The Peak of Local Cinema

    Inside the long history of moviegoing at the indie, arthouse Kimball’s Peak Three Theater.

    Kimball's peak three theater
    photo by Jason Flemming.

    I remember the exact auditorium where I saw certain films at Kimball’s Peak Three Theater. Far from the Madding Crowd screened in upstairs Auditorium Three. The Young Victoria and Midnight in Paris played in big Auditorium One. It just seems appropriate to view arty historical films in an arty historical venue. Located in the original Peak Theater, Kimball’s has been a downtown landmark for 25 years and continues to draw audiences looking for a unique moviegoing place and experience. 

    Its history runs even deeper. The Peak opened in the former State Bank building on June 19, 1937—just in time for “tourist season,” reported the Gazette. It was originally a single-screen theater with about 500 seats and became the city’s sixth movie theater at the time. The theater’s iconic marquee was expanded in 1949. Over the years, The Peak was sold a few times, becoming a dollar theater in the 1970s and closing in 1989. 

    Meanwhile, a few blocks away Richard Skorman was operating a small arthouse theater out of his Poor Richard’s bookstore. He hired Kimball Bayles to manage it, and eventually Bayles purchased the operation. Soon they needed more space and the old Peak Theater was perfect. “We saw the theater and loved its history,” Bayles says. In 1994 Bayles and his business partners bought the building and opened as Kimball’s Twin Peak Theater, named after the TV show Twin Peaks. “It was pretty dazzling when it opened, and in my mind, it still is,” says former film critic Warren Epstein. “I discovered so many film treasures there, from My Dinner with Andre to Pulp Fiction. And it remains just as vital and relevant today.”

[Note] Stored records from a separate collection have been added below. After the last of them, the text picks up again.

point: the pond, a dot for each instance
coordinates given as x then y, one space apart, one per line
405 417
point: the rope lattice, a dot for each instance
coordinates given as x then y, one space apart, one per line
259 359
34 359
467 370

    Bayles has transformed the building to accommodate a growing audience. During the initial renovation, many people told him stories about their own experiences at the old Peak Theater. “[They expressed] good feelings about a business coming back to life,” he says. “I always felt a big sense of responsibility and stewardship.”

    wine bar at Kimball's peak three theater
    Photo by Jason Fleming.

    In 1994 they built a wall where the mezzanine was, creating two auditoriums and adding the second “peak” of the theater’s name. Kimball’s wife designed the wine bar. In 2009 an upstairs office was transformed into a third auditorium: peak number three. 

    Today, Kimball’s is the only independent movie theater in the city. “[Bayles] favors films that have a lot of content, films that are more arthouse and independent pictures that he can get behind and enjoy,” says General Manager Daniel Trujillo.

    “We have incredibly loyal customers,” Bayles says. “It’s like Cheers—my staff remembers what film they like, how they like their popcorn. In this world that gets more impersonal daily, it’s part of that good feeling that you don’t get anywhere else.”   


    Insider Secrets

    1. You can bring Josh & John’s ice cream from next-door into the theater as the exclusively-allowed outside food—don’t try it with anything else. 

    2. The theater may be haunted by the ghost of a projectionist killed in a rumored fire at the theater. 


    Reel to Reel

    1935: State Bank Building opens at 115 E. Pikes Peak Ave.

    1937: The Peak Theater opens.

    1949: Peak Theater and surrounding stores are “modernized.”

    1961: Peak Theater renovated to include a new 35-foot movie screen and a mural in the lobby.

    1989: Peak Theater closes after 52 years.

    1994: Kimball’s Twin Peak Theater opens.

    2009: Third auditorium added, becoming Kimball’s Peak Three Theater.

    2013: Theater goes to all-digital projection.